HOW IS HEARTWORM DISEASE SPREAD?
Heartworm disease is spread by mosquitoes. Adult heartworms in the heart and lungs produce baby heartworms known as ‘microfilaria.’ These microfiliaria circulate in the bloodstream and are sucked up by mosquitoes. Within the mosquito, the microfilaria turns into larvae, which are injected into the bloodstream of an unprotected animal.
The larvae migrate to the heart and the lungs where they grow to become adult heartworms. This process from larvae to adult takes 6 months.
SYMPTOMS OF HEARTWORM INFECTION
As heartworms grow in number and size the functioning of the heart and lungs are affected. The worms cause an inflammatory response in the vessels that they live in.
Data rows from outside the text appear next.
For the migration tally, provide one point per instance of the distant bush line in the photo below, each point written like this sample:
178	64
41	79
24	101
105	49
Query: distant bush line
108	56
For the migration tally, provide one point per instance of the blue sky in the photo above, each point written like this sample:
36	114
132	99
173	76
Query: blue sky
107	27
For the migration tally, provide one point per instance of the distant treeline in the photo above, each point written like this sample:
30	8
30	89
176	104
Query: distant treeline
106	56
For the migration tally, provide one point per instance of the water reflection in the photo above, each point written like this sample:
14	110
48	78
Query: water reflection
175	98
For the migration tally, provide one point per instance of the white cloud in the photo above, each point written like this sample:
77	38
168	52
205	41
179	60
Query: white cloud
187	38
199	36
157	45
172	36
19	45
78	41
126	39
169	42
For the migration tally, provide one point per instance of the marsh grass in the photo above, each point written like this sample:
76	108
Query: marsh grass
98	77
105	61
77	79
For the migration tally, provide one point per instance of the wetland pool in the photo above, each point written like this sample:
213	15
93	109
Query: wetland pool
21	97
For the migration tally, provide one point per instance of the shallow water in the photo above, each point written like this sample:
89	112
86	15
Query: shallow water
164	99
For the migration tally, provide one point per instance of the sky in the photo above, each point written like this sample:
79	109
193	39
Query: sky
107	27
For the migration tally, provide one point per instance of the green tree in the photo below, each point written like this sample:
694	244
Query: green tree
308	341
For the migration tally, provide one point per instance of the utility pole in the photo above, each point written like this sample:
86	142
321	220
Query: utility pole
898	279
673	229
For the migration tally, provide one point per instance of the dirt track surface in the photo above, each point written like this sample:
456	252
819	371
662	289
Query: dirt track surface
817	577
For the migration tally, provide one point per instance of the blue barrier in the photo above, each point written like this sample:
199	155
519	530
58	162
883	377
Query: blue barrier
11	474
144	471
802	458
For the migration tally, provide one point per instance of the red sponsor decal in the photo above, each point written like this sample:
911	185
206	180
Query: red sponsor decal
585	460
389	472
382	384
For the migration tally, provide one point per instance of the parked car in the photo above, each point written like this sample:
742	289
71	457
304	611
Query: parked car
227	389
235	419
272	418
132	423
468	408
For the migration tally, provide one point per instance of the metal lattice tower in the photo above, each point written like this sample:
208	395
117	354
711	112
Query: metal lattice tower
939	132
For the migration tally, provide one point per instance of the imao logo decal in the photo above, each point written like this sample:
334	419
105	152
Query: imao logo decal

Eventually, heartworm disease leads to heart failure. Large numbers of worms can also lead to a blockage of the vessels of the heart resulting in sudden death.
Symptoms of heartworm disease range from vague signs to serious life-threatening signs of illness:
- Exercise intolerance
- Collapse, pale gums and breathing difficulties
- Sudden death
IS MY DOG AT RISK?
If your dog is not on a heartworm prevention plan then yes, your dog is at risk. Luckily at Southern Cross Vet we can perform a quick blood test to determine within 10 minutes if your dog has adult worms within his/her heart.
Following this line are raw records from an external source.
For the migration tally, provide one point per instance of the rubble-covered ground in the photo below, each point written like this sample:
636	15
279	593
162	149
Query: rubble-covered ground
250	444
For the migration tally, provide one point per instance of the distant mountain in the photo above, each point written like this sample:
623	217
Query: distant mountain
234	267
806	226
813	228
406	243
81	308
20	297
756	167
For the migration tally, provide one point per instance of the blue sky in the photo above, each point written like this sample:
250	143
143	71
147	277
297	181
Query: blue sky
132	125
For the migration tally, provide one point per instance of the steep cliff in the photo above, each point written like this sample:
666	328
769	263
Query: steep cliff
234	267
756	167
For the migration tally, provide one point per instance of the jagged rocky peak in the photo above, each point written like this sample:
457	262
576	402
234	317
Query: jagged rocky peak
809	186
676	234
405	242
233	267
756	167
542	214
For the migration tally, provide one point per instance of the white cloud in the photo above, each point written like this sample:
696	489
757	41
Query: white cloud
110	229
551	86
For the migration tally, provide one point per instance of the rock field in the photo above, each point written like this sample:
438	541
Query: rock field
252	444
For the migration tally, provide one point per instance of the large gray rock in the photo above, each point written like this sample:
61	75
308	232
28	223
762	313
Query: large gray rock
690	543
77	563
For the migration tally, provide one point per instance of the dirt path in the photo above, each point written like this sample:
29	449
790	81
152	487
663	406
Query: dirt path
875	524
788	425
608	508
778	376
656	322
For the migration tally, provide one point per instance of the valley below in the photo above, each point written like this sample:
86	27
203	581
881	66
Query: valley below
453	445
This test can only detect adult heartworms, and it takes 6 months for heartworm larvae to mature into adults. Therefore the test can only pick up heartworm 6 months after your dog was initially infected.
When should I have my dog tested for heartworm disease:
- If your dog is over 7 months old and has never been on heartworm prevention
- If you have missed an oral heartworm preventative- you must wait 6 months after the missed dose before testing.
WHY CAN’T I JUST START HEARTWORM PREVENTION AGAIN IF MY DOG IS UNCOVERED?
If your dog has not been covered by heartworm preventatives it is important to test your dog for adult heartworms prior to starting heartworm prevention. Heartworm prevention injections can cause sudden death in dogs that have adult heartworms living in their heart and lungs. This is because the injection causes the adult worms to die suddenly, fall into the heart and block vessels and blood flow.
Continuing to give oral preventatives when a dog may be heartworm positive will not kill the adult heartworms. The adult heartworms will continue to grow and reproduce in the heart despite oral heartworm preventative treatment.
ORAL HEARTWORM PREVENTION OR ANNUAL INJECTION?
There are two options for heartworm prevention in dogs- oral monthly heartworm preventatives or an annual injection called Proheart Sr-12. At Southern Cross Vets, we recommend the annual injection.
We find it easier to remember an annual injection- that often coincides with vaccination than it is to give monthly oral preventatives to your dog. If you miss two or more months of oral preventatives your dog is at risk of heartworm disease. This is because oral preventatives only act upon the larval stage of the heartworm lifecycle, a stage which lasts around 2-3 months.
The Proheart Sr-12 injection contains a long-acting form of the anti-parasitic chemical moxidectin. Proheart will kill infective larvae in the bloodstream of your dog for 12 months. Heartworm injections can be given to dog from 12 weeks of age, with a booster injection at 6 months of age. After 6 months of age, heartworm injection is given annually.
We send you text reminders at Southern Cross Vets to let you know when your next annual injection is due.